Regional Performance Breakdown
CEO Alberini covered business in the U.S., “In North America, traffic has improved sequentially each quarter, but remains well below historical levels and we continue to see higher conversion rates and higher average spent. We are in the midst of back to school and we have solid demand for denim, activewear and knits. In addition, we are seeing sequential sales growth for our dresses category, which was positive to LLY for the first time since the pandemic began. Both our Guess and Marciano brands are experiencing increases in sales of dressy apparel and accessories as the customer is returning to social life. We have also been successful with our handbags and wear now products and our men’s business has been particularly strong.” He commented on Europe, “In Europe, we had a stronger start to the second quarter, which leveled off as the Delta variant spread in many countries there. Activewear continued to outperform in this region, both for women and men. And we saw substantial pop in denim in Q2, as well as improved demand for dresses and outerwear. We are encouraged by the progress that most countries in Europe have made with vaccination levels and we remain optimistic about the recovery of this region in the second half of the year.” Lastly, he commented on Asia, “In Asia, our customer traffic is the most challenged due to the virus and the trends remain relatively consistent in Q2 versus Q1. The product categories that have performed better in this environment includes sweaters, denim and outerwear. While we have made good progress in several areas of the operation, our challenges with top line performance remain. We are reassessing our team and we are making leadership changes to reorganize the business today.”

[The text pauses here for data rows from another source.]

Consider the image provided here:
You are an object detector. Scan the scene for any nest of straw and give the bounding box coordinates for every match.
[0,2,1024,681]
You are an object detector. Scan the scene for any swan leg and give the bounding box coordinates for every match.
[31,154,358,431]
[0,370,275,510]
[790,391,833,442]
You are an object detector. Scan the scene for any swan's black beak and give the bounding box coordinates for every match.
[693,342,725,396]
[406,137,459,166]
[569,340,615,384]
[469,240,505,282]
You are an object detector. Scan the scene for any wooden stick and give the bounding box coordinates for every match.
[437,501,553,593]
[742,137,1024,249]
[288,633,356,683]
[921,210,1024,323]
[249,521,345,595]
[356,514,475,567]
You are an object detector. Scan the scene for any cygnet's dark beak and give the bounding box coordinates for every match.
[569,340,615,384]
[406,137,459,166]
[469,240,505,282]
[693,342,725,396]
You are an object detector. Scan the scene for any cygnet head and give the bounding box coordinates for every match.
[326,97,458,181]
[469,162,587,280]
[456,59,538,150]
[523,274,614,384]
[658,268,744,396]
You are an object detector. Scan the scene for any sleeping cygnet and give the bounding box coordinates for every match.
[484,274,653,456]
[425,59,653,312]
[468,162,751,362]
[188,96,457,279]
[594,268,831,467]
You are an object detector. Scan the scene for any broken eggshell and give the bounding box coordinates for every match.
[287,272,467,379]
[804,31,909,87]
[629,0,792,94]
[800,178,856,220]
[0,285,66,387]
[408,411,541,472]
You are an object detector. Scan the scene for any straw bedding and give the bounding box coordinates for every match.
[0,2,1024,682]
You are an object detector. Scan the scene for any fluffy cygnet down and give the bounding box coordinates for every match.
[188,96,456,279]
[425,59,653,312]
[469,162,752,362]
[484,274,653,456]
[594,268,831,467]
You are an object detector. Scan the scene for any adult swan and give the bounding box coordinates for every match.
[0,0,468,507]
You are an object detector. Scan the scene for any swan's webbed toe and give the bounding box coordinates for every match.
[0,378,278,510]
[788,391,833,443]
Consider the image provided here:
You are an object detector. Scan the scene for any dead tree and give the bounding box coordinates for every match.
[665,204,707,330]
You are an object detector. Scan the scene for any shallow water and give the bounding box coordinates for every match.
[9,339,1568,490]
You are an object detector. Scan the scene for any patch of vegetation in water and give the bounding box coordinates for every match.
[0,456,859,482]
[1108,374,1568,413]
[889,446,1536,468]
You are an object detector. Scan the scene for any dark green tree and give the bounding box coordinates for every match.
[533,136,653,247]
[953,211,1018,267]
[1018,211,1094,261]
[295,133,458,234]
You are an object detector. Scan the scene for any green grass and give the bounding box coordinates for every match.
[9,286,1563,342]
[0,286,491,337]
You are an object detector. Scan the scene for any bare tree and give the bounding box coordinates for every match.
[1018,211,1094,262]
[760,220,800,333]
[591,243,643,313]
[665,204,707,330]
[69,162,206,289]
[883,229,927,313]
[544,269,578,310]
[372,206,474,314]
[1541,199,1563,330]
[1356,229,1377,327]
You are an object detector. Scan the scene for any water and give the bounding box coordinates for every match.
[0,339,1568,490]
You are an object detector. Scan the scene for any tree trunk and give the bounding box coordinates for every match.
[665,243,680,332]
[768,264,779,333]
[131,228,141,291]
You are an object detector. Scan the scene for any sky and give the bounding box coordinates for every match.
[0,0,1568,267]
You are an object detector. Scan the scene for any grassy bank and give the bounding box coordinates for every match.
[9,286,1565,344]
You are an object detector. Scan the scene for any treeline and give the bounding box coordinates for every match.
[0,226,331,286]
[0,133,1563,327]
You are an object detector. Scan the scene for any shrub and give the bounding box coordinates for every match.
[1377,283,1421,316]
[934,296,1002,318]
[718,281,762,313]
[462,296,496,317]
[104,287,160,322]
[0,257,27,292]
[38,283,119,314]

GES Opportunistic Pullback Price Levels
Using the rifle charts on the weekly and daily time frames provides a precision view of the landscape for GES stock. The weekly rifle chart peaked at the $31.12 Fibonacci (fib) level and triggered a weekly market structure high (MSH) sell on the breakdown under $27.73 as it tanked to $20.63 before staging a rally. The weekly rifle chart has a make or break formation with a stalled 5-period moving average (MA) at $23.19 and falling 15-period MA at $24.16. The stochastic has stalled also just under the 30-band. The weekly market structure low (MSL) buy triggers on a breakout above the $23.12. The daily rifle chart has a downtrend led by the falling 5-period MA at $22.62. The daily lower Bollinger Bands sit at $20.71. Prudent investors can watch for opportunistic pullback levels at the $21.26 fib, $20.63 fib, $19.50 fib, $18.60 fib, and the $17.18 fib. Upside trajectories range from the $26.73 fib to the $32.49 level.